Next Steps - nlaprell/odi-ikm-sql-to-marklogic-dmsdk GitHub Wiki

Document Generation

The IKM currently generates a flat JSON or XML file for each row in the source query. The RECORD_IDENTIFIER option can be set to the column name that holds a unique identifier for a group of rows (the source query should be sorted by this field). This causes the document generated to be an array of JSON objects representing each grouped row.

Example Source

RECORD_ID PERSON_ID NAME ADDRESS PHONE
1 328 Frank 123 N. 1st Ave
2 328 Frank 555.555.5555
3 328 Frank 123.456.7890
4 454 Robert 456 N. 2nd Ave

Example Output Document

The generated document, with the RECORD_IDENTIFIER option set to "PERSON_ID" would appear as follows:

[
  {
    "RECORD_ID": "1",
    "PERSON_ID": "328",
    "NAME": "Frank",
    "ADDRESS": "123 N. 1st Ave",
    "PHONE": ""
  },{
    "RECORD_ID": "2",
    "PERSON_ID": "328",
    "NAME": "Frank",
    "ADDRESS": "",
    "PHONE": "555.555.5555"
  },{
    "RECORD_ID": "3",
    "PERSON_ID": "328",
    "NAME": "Frank",
    "ADDRESS": "",
    "PHONE": "123.456.7890"
  }
]

Note that record 4 is not part of the document since it has a different identifier. It would be in its own document.

Next Steps

Logic needs to be created in MarkLogic to convert the JSON file into a multidimensional JSON/XML file. This should be user configurable, but should include a baseline behavior.
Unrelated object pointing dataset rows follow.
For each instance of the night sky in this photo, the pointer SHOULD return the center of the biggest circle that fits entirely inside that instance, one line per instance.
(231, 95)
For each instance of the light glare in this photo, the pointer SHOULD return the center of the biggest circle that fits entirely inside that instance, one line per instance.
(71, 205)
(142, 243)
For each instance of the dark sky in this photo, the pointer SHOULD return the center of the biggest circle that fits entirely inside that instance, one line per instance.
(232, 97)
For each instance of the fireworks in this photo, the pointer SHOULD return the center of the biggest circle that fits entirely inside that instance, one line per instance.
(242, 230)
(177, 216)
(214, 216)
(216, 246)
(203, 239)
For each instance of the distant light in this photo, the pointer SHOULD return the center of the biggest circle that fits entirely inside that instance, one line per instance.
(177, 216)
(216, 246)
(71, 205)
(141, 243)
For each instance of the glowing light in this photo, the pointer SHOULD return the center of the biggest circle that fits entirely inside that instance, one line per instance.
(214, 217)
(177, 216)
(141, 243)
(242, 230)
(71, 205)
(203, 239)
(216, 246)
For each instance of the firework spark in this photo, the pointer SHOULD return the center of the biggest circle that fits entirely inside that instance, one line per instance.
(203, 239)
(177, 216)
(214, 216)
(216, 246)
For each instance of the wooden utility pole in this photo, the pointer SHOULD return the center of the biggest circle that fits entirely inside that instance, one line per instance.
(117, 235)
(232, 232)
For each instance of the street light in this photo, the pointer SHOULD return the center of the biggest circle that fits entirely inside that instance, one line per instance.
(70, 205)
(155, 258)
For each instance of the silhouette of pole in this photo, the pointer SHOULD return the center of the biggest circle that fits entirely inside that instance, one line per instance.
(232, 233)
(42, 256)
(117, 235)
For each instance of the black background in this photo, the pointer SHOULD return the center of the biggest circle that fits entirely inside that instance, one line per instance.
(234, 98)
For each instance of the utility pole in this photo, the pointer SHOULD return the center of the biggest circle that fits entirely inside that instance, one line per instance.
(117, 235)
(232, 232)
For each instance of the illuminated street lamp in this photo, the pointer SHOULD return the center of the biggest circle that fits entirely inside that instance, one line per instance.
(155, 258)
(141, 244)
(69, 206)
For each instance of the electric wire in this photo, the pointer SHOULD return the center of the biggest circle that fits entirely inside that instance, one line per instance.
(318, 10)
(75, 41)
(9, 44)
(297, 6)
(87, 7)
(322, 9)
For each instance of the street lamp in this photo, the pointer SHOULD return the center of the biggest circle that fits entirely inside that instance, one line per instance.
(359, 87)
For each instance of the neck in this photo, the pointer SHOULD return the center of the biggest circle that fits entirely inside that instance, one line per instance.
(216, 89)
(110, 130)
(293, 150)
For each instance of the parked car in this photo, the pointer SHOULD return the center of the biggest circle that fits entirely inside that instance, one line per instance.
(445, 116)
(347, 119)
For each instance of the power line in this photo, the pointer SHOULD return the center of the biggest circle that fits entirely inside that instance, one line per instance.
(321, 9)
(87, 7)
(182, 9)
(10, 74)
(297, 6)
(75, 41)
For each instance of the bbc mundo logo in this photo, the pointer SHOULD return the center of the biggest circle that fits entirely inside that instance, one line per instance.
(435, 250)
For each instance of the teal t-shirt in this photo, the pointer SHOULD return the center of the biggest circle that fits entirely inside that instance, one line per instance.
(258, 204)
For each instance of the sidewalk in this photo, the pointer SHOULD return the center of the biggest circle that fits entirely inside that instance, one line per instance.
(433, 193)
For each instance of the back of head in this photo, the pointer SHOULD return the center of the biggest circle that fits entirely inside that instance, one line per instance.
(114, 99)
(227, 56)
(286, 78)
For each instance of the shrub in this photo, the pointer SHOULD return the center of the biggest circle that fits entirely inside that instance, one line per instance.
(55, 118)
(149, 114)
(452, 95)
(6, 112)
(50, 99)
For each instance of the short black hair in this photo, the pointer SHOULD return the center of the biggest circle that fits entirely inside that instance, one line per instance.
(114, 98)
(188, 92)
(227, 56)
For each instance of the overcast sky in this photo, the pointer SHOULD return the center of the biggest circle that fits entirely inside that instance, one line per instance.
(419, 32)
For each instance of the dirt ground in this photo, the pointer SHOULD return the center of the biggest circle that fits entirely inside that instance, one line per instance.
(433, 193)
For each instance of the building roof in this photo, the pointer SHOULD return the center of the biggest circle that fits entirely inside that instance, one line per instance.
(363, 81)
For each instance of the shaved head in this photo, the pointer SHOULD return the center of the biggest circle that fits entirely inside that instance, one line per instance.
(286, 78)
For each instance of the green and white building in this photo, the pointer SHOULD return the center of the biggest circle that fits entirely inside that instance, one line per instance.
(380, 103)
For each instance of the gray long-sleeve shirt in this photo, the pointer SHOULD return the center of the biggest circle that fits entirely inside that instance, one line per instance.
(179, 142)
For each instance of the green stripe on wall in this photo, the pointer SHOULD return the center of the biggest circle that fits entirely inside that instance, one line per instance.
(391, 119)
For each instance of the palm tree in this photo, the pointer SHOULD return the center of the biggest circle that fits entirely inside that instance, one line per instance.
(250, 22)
  • Empty/Null values should be ignored.
  • The presence of more than a single value for a given key should cause the final element to be an array (or a node with "value" children for XML).

Configuration

The data steward should be able to configure relational aspects of the final generated document, including row relations. This can be done via a configuration file, or programatically through the source queries.

Configuration File

An XML/JSON file can be used to define how rows relate within a document based on identifiers present in the row. The following source query result as an example:

DOCUMENT_TYPE ENTITY_TYPE RECORD_ID PERSON_ID NAME EVENT_ID START END
person name 1 328 Frank
person event 2 328 333
person event_start 2 328 333 08:30
person event_end 2 328 333 14:00

The configuration should be set for the DOCUMENT_TYPE "person" and reference the ENTITY_TYPE values and their relationship to each other. It could also identify datatypes. In the above example, we want to set configuration that defines (probably as a default) name and event as top level elements of the document, then defines "event_start" and "event_end" as children of "event."

Programatic Configuration

An alternative to the use of configuration files would be to include configuration options in the source query (and therefore the document that is ingested into MarkLogic). Take the following example source query:

DOCUMENT_TYPE ENTITY_TYPE PARENT_ENTITY RECORD_ID PERSON_ID NAME EVENT_ID START END
person name 1 328 Frank
person event 2 328 333
person event_start event 2 328 333 08:30
person event_end event 2 328 333 14:00

The transformation logic in MarkLogic would use known column names to identify each row as having a parent entity. In this example, the first two records having a null PARENT_ENTITY would suggest they belong at the root of the XML/JSON produced, while the value of "event" in the last two rows would cause those records to be inserted as children of the "event" element. A recursive processing of each row would identify a basic map of where the data belongs, without the need for external configuration.

Logging/Exception handling

Logging is currently handled via IKM options that enable logging to an external file for status, success, and failures.

Next Steps

  • Use of internal Oracle logging would be ideal. Initial research suggested that the ODI console is not available to IKMs for logging. There may be a better place for it to go.
  • Batch Success logging could provide a count of milliseconds since the previous success/failure to provide basic benchmarking.
  • Batch Failure logging currently provides a failed batch number (the document name in context has no meaning since it is a UUID) which can be looked up to determine failed documents. Aggregating identifying information from the source query here would be better.

Misc

  • Basic code cleanup and refactoring would help future development. An additional IKM task could be used to hold functions to clean the code up a bit.